The o-series reasoning line opened in September 2024 with o1, OpenAI's first public deployment of a model trained to reason through chain-of-thought steps before producing a final answer. The technique, which applies reinforcement learning to extended intermediate reasoning traces, produced notable improvements over GPT-4o on mathematics, science, and hard coding tasks. o1-mini shipped alongside o1 as the cost-efficient variant, following a pattern that would recur: each major o-series release has come with a smaller companion model targeting developers and use cases where throughput and cost matter more than maximum accuracy.

o3 was previewed in December 2024 and released publicly on April 16, 2025. o4-mini launched the same day, positioned as the logical successor to o3-mini, which had shipped on January 31, 2025. The key distinction from its predecessor was multimodal input: o4-mini could process images as part of its reasoning chain, unlike o3-mini, which was text-only. OpenAI described this as the first reasoning model to support vision-capable chain-of-thought processing, meaning the model could reason over diagrams, charts, and visual data in the same intermediate-thinking steps it applied to text problems.

The naming convention shifted slightly at the o4 generation. Where o3-mini represented a size tier within the o3 release, o4-mini was released without a standard o4 counterpart; the o3 model served as the large-tier pairing in the April 2025 release. This reflects OpenAI's approach of releasing reasoning-model tiers on different timelines rather than always shipping large and small variants simultaneously from the same generation.

OpenAI has not published architecture papers for the o-series models. No independently confirmed parameter count, mixture-of-experts configuration, or training data composition for o4-mini has been released.

Capabilities

o4-mini's defining capability is reasoning on structured problem types: mathematical proofs, competition-level mathematics, scientific question answering, and code generation.
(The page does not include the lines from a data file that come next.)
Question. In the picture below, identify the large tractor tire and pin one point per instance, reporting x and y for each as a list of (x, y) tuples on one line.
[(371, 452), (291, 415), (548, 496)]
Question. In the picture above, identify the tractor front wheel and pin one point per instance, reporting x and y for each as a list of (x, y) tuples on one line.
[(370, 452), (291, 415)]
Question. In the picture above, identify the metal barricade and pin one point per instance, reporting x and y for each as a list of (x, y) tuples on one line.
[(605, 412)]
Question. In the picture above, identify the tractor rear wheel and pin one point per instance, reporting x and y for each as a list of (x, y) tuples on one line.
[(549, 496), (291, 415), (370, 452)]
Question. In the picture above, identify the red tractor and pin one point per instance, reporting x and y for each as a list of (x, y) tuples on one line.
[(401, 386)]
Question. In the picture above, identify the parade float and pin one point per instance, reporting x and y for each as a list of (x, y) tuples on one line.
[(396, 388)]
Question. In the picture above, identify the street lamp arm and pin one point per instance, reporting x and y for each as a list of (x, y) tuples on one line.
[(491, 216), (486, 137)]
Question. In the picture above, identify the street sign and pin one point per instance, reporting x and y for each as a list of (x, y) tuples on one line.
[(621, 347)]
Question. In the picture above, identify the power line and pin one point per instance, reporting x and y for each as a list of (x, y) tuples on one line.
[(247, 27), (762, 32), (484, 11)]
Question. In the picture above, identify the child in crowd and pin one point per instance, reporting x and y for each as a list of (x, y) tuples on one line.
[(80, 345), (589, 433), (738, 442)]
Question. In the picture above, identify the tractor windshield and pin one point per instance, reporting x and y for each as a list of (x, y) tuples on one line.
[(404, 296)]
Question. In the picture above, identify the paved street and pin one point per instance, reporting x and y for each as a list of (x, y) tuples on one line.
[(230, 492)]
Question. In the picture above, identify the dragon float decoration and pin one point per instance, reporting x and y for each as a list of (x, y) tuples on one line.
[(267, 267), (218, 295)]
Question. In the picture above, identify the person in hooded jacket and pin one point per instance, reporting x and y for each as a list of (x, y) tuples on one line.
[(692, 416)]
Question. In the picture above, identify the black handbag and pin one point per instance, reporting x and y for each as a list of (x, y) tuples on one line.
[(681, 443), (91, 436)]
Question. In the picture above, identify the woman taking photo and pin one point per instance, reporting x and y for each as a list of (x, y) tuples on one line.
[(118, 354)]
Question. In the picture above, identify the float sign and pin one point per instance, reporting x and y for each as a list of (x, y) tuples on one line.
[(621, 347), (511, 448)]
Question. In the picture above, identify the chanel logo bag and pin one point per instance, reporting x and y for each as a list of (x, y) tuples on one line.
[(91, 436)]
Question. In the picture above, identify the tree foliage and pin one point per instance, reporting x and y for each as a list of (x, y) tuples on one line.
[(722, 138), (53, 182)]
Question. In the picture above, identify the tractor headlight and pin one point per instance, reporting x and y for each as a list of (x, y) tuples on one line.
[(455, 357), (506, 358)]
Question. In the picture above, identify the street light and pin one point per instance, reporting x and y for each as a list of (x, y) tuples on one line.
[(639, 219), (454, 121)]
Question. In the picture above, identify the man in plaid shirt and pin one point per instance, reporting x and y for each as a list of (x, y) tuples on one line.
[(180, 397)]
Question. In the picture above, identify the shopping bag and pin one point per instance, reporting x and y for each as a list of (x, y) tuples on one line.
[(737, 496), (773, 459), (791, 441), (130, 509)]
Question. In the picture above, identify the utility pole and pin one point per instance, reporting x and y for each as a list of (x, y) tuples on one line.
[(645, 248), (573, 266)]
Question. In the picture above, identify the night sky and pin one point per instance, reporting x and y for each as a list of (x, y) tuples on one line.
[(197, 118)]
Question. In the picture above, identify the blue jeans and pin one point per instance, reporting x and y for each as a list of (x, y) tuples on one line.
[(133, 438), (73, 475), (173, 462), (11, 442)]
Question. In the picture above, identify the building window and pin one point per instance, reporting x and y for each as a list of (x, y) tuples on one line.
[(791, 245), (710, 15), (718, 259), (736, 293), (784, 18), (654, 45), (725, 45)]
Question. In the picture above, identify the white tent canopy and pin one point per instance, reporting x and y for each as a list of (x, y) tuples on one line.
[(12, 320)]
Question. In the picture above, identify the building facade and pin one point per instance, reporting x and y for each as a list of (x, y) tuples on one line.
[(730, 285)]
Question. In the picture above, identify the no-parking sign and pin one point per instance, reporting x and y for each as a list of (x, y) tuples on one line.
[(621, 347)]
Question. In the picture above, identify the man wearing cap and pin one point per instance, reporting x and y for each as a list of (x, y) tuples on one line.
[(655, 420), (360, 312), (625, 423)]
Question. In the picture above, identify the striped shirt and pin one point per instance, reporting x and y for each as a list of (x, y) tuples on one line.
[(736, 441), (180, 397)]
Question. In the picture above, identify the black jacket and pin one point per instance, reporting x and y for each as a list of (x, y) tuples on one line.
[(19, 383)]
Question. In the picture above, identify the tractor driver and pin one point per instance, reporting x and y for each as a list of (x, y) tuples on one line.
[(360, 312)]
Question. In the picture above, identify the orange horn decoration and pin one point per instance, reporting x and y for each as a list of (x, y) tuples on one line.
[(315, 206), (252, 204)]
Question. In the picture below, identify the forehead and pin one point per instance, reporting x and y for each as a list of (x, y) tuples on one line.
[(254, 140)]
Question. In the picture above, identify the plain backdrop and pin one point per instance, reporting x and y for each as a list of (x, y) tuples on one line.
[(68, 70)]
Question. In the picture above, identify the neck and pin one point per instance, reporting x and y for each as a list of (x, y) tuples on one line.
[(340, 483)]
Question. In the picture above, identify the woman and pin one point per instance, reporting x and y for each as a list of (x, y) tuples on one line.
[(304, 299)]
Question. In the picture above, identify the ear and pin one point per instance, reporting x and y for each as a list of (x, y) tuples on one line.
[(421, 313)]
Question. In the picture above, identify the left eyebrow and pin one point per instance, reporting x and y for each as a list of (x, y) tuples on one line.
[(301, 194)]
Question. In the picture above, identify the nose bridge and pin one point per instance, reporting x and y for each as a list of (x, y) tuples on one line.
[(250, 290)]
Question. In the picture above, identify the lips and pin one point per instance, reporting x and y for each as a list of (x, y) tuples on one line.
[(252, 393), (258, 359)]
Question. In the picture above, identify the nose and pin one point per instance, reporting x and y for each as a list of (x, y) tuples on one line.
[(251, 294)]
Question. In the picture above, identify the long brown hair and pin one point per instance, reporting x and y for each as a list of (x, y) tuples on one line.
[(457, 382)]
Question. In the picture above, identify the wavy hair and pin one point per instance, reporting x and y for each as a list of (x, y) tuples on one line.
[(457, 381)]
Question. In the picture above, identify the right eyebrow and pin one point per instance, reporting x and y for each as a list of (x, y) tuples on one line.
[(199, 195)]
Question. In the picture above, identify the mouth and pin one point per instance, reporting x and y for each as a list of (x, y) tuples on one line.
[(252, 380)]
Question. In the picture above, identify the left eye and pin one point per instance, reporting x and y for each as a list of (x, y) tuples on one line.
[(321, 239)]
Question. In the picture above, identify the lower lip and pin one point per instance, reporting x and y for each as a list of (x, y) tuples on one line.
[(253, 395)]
The o-series approach of spending compute on intermediate chain-of-thought steps before producing a final answer is more effective on tasks where step-by-step verification catches errors than on tasks that depend on broad factual recall or open-ended generation quality.

Two reasoning effort modes were available to API users: standard and high. The high-effort variant, called o4-mini-high in some product surfaces, applied more compute to the intermediate reasoning trace and produced better accuracy on the hardest benchmarks at the cost of additional latency. ChatGPT Plus users could access the high-effort variant, while Free users received the standard mode.

Vision input was a significant addition over o3-mini. o4-mini could process images as part of its reasoning context, supporting tasks like analyzing whiteboard photographs of mathematical derivations, interpreting diagrams in scientific papers, or working through visual puzzles. This brought the model into the multimodal tier that had previously been exclusive to the GPT-series models.

On speed, o4-mini generated approximately 149.5 output tokens per second in third-party evaluations conducted by Artificial Analysis, substantially faster than o3 at 113.8 tokens per second. For latency-sensitive applications that need reasoning capability without the throughput constraints of the full-size model, this made o4-mini the practical choice.

Tool use, structured outputs, and function calling were supported through the OpenAI API, consistent with the capability surface of contemporary o-series and GPT models.

Benchmarks and standing

o4-mini's benchmark profile reflects the accuracy-versus-cost tradeoff it was designed to make.

On the Artificial Analysis Intelligence Index, which aggregates performance across a set of reasoning, language, and factual tasks into a composite score, o4-mini (high) scored 33 at the time of its evaluation. The median score among reasoning models in a comparable price tier was 35, placing it slightly below the peer median. o3, by contrast, scored 38 on the same index, confirming the expected gap between the compact and full-size models.

On domain-specific benchmarks relevant to the o-series target tasks, o4-mini performed strongly relative to its price point. Publicly reported figures from OpenAI placed o4-mini-high's GPQA Diamond score at or above o3-mini-high's 79.7%, which already represented a meaningful advance over earlier o-series models. On AIME 2024, o3-mini-high scored 87.3%, and o4-mini was reported to match or exceed this on the 2025 competition problems. On SWE-bench Verified, o3-mini-high reached 49.3%; o4-mini continued the upward trajectory on software engineering tasks.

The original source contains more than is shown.